Balpakhram NP:  Balpakram National Park is a popular tourist destination in the state of Meghalaya, which is situated at the extreme of southern part of Garo Hills. which has been, declared a National Park since 1987 is the land of scenic beauty, lying at an altitude of nearly 3,000 ft. above sea level, covering an area of 200sq. kms. It is a vast tableland of dense forest, teeming with wild life, undoubtedly one of the richest spot in bio-diversity in the country. Many rare and exotic species of flora and fauna are endemic to the area - many almost extinct very rare forms of wild-life.

            Other wild beasts that are found in the Balpakram National Park are the species of Tiger and Elephants. These two animal species are the flagship of this national park. The only primate species that you can spot only in India is the Hullock Gibbons. Apart from the entire above mentioned wild beast, there are other various animal species that have their habitat in the national park; they are leopards, wild buffalo, wild cows, wildcats, pheasant, Great Indian Hornbill, deer, and many more. While visiting the park, one can see that majority of the park is covered with lush green vegetation. It also includes different types of plant species, but the most rare and endangered are the Drosera, Orchids, Pitcher Plants i.e. (Nepenthes Khasiana). The national park is considered to be the most popular destination for the biologist researchers where they can experiment some of their research.

Ranikore: It is Located 5 hrs from Shillong (Capital of the state of Meghalaya in northeastern India), Ranikor is a small town on the border of India and Bangladesh. It is one of the last wild fishing spots left in the state of Meghalaya. Driving to Ranikor will also take you through the wettest land on earth- Mausindram!! In the past few years, this place has become famous amongst the local anglers for fish spieces like- Golden mahseer, Chocolate mahseer, Goonch (Catfish), eels etc. Fishing area on the river Kynshi at Ranikor is approximately 15 to 16 kilometers. The river orginates from a small town called Rilang. This river also offers great birding experience. It is not difficult to see Brahmini kites (considered to be rare by expert birders) gliding in for a catch. Some of the other bird spieces found are kingfishers, lapwings and sunbirds. Ranikor is an isolated place and very few people have tried their luck at angling here. A regular catch of Golden Mahseer can be around 20-30 lbs.
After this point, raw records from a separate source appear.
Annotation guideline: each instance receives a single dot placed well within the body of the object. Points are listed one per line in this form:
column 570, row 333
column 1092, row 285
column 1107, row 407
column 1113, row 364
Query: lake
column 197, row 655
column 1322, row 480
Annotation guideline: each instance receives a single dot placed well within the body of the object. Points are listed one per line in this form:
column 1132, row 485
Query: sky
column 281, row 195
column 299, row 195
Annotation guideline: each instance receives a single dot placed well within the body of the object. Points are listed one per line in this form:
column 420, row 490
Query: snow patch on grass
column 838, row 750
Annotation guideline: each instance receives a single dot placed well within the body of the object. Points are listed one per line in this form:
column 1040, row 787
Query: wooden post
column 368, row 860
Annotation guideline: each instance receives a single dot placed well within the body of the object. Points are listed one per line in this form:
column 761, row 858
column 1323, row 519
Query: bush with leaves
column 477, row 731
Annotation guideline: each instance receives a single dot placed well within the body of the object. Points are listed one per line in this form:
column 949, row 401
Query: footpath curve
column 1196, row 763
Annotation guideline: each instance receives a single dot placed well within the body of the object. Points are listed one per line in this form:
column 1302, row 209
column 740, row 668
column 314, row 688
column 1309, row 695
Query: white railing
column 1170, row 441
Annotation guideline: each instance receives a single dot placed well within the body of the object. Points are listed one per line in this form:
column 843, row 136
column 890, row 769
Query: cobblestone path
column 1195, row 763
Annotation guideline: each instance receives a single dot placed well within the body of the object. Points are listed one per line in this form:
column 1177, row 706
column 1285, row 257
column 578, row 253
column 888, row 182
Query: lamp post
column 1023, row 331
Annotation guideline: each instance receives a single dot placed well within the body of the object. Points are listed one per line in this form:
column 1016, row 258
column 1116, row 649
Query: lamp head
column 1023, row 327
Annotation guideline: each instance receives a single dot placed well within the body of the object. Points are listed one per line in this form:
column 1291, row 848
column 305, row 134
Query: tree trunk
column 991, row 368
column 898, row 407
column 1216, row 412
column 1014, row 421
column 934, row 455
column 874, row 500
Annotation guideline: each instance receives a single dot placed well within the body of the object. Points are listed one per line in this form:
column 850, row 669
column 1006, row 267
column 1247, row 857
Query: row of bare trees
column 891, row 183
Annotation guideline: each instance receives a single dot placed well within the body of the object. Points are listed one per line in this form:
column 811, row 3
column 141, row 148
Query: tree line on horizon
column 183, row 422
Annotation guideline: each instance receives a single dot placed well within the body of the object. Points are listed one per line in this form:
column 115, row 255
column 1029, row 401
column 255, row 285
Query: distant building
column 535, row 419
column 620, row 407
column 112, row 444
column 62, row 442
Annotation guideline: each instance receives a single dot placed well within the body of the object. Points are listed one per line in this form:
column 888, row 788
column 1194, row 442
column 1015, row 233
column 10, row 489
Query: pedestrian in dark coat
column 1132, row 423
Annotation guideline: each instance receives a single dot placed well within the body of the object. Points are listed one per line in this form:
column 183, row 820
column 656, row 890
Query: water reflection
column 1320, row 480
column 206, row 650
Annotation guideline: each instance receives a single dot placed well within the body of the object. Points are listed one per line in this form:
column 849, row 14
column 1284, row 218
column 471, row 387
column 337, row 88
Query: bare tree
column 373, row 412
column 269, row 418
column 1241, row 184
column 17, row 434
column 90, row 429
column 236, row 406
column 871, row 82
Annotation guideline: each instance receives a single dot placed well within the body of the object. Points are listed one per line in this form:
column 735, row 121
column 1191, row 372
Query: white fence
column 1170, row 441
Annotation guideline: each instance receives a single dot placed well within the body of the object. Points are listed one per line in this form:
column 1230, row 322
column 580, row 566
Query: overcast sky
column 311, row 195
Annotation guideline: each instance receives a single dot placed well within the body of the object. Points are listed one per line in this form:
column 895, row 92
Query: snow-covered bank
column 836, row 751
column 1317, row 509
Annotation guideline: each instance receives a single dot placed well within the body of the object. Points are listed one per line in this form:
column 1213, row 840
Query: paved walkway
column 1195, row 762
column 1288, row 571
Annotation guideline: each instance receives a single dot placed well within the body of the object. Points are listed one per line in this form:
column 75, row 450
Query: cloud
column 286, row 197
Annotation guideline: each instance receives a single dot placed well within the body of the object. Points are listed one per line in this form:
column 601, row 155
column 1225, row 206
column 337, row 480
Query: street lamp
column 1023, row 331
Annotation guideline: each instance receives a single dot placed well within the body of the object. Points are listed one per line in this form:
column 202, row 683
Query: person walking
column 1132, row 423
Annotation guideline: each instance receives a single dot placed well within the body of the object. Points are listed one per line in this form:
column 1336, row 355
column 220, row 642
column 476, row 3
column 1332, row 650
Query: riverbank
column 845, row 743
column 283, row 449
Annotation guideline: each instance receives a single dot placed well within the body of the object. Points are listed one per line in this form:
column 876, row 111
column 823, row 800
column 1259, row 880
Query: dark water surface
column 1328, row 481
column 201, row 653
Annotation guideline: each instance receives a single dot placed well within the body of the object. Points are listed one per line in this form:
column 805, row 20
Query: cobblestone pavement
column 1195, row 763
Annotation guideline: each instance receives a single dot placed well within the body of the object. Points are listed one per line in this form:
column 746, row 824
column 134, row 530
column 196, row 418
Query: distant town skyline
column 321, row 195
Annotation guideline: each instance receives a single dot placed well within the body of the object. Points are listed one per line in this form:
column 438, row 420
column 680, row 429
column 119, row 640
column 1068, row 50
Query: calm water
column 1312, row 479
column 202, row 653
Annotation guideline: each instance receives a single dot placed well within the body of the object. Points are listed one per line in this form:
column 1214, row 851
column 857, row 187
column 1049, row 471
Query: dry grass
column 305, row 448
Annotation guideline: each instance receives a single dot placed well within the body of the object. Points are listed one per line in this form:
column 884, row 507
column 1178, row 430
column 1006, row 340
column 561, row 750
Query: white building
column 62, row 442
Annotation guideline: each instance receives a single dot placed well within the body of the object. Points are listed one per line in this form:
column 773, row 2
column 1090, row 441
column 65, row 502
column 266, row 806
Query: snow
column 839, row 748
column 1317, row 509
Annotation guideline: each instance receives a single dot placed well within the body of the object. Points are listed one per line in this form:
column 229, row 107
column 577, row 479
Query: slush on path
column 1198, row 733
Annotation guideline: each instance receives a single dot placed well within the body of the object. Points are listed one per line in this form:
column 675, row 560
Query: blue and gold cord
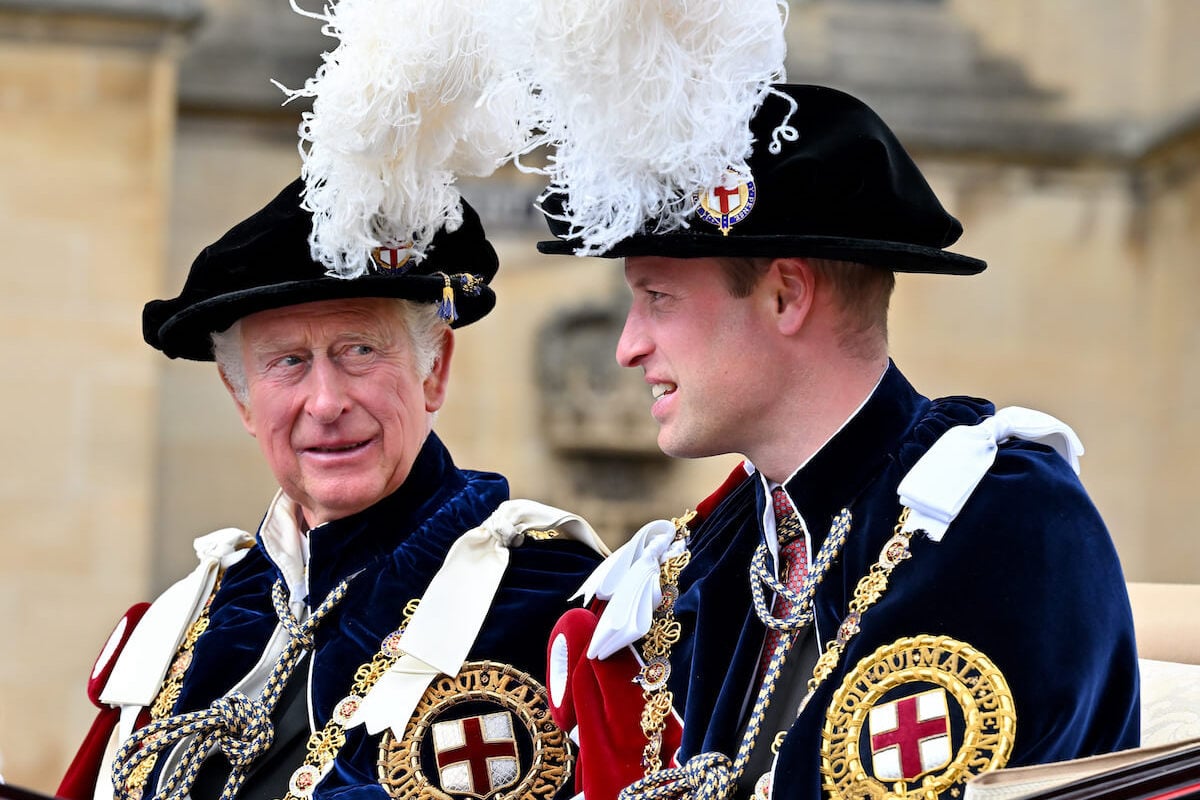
column 714, row 776
column 237, row 725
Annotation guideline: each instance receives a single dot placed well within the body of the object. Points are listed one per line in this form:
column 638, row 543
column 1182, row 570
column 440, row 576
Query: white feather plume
column 641, row 103
column 402, row 106
column 645, row 102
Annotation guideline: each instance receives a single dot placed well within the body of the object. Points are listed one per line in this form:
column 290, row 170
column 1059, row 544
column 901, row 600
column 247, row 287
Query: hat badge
column 391, row 259
column 727, row 204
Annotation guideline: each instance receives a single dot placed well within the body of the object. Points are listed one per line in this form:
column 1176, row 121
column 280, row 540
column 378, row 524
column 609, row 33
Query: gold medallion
column 727, row 204
column 485, row 733
column 892, row 728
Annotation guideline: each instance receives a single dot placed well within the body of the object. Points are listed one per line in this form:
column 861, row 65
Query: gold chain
column 870, row 588
column 172, row 685
column 657, row 645
column 324, row 745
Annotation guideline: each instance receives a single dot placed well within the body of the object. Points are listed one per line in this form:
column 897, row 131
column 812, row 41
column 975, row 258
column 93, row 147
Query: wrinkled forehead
column 324, row 319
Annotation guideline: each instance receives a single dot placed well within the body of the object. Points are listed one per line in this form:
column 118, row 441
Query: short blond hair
column 862, row 290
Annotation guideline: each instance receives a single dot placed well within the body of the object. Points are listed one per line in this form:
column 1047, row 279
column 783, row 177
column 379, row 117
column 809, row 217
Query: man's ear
column 438, row 379
column 792, row 282
column 243, row 407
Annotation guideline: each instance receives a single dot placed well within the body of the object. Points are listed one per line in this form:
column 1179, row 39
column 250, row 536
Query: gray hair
column 420, row 320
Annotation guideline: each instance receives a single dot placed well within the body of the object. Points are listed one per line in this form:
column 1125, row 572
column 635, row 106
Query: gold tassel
column 445, row 308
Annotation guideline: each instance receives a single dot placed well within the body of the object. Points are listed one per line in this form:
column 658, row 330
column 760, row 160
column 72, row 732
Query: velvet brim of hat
column 185, row 332
column 841, row 188
column 900, row 257
column 265, row 262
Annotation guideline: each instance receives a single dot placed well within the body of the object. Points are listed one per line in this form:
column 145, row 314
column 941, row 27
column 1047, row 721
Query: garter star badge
column 486, row 733
column 918, row 717
column 727, row 204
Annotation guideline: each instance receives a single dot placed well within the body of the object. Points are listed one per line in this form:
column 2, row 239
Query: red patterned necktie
column 793, row 559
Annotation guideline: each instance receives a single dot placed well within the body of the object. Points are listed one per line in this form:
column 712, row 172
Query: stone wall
column 87, row 113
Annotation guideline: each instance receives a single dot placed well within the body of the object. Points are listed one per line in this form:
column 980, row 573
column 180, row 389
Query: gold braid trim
column 172, row 685
column 324, row 745
column 657, row 653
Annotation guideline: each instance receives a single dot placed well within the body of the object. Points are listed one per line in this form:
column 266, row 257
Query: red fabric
column 731, row 482
column 79, row 781
column 601, row 701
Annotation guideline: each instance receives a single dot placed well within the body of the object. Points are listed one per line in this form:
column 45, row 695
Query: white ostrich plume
column 407, row 102
column 641, row 103
column 646, row 102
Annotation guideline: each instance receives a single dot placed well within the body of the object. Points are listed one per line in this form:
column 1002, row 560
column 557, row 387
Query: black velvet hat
column 264, row 262
column 844, row 188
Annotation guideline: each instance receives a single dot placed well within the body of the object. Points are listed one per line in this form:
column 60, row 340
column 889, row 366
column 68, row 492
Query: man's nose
column 633, row 346
column 327, row 397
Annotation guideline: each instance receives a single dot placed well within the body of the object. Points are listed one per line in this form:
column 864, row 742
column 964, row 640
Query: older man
column 383, row 633
column 897, row 593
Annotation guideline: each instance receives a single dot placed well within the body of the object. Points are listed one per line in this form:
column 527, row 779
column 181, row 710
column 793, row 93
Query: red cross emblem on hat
column 477, row 756
column 727, row 204
column 910, row 737
column 391, row 259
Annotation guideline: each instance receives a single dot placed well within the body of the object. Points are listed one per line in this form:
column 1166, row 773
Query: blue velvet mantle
column 395, row 547
column 1027, row 575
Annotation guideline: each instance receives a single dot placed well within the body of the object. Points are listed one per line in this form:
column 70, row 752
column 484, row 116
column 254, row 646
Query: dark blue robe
column 1026, row 575
column 395, row 547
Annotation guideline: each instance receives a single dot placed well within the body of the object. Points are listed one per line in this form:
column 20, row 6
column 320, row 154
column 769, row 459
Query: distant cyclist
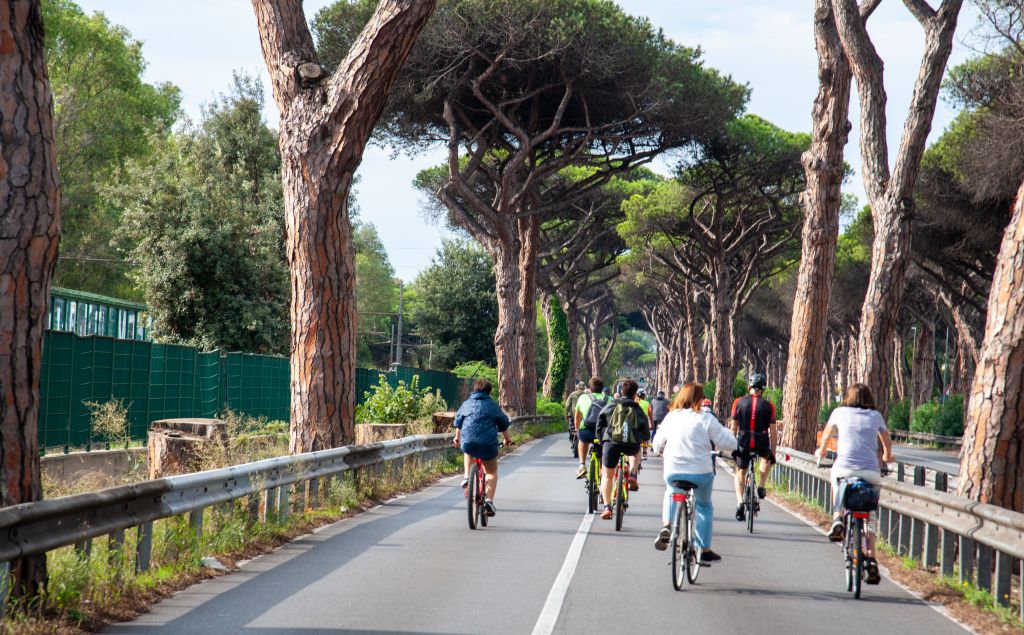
column 752, row 420
column 622, row 426
column 860, row 429
column 685, row 438
column 476, row 426
column 589, row 406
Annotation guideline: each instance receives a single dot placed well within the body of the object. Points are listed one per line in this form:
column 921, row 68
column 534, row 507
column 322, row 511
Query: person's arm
column 825, row 435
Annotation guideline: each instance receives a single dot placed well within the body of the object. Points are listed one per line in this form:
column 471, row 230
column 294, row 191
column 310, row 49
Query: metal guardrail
column 932, row 526
column 33, row 528
column 924, row 436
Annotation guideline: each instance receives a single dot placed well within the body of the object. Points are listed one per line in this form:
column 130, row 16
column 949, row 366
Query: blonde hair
column 689, row 396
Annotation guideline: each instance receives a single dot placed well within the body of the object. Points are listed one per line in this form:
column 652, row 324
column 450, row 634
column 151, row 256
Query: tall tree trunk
column 325, row 124
column 824, row 170
column 992, row 458
column 923, row 372
column 891, row 194
column 30, row 224
column 899, row 377
column 515, row 343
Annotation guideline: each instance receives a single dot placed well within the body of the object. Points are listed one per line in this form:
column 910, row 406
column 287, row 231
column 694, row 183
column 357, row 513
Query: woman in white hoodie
column 684, row 438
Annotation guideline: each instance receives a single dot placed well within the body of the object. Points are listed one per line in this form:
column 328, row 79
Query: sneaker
column 871, row 566
column 664, row 537
column 837, row 532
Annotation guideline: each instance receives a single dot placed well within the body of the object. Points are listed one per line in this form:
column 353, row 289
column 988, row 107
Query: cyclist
column 685, row 439
column 645, row 406
column 752, row 419
column 860, row 428
column 589, row 405
column 476, row 426
column 622, row 426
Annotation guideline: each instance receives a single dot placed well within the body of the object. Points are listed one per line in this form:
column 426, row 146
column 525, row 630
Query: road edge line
column 556, row 597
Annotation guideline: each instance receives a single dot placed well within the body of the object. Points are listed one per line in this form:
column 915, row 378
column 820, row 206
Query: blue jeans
column 701, row 497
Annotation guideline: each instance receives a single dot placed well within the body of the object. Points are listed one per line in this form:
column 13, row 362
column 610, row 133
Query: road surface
column 412, row 565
One can also see tribal anglers using modern as well as traditional means of angling/fishing. There is also a very active tribal conservation program, which was started by some local tribal boys, due to which there's a very healthy growth in the fish population.

Jaintia Hill: The home of the Jaintia tribes, forming the eastern part of the Meghalaya, is the Jaintia Hills. The Jaintia Hills District in Meghalaya was created in Feb. 22, 1972. Bestowed by nature with bountiful of rainfall, smiling sunshine, green surroundings, high plateaus, bewildering valleys, rippling rivers, cascading waterfalls and magical streamlets, the Jaintia Hill displays some of the most alluring sights of Meghalaya. The beauty around the hill district is an unforgettable aesthetic-feast to every visitor.
Jaintia Hills is a picturesque town circled by the majestic Myntdu River in Meghalaya. 

Garo Hills: Garo Hills known for its abundance of wildlife attracts naturalists and photographers to capture the multifaceted sights of a unique range of flora and fauna. Two mountain ranges - the Arabella range and the Tura range are passing through the Garo Hills, forming the great Balpakram valley in between. The headquarter town of Tura is 323 Km via Guwahati, at an altitude of 657 Km. The highest point in the Garo Hills is Nokrek Peak with elevation of 1412 m.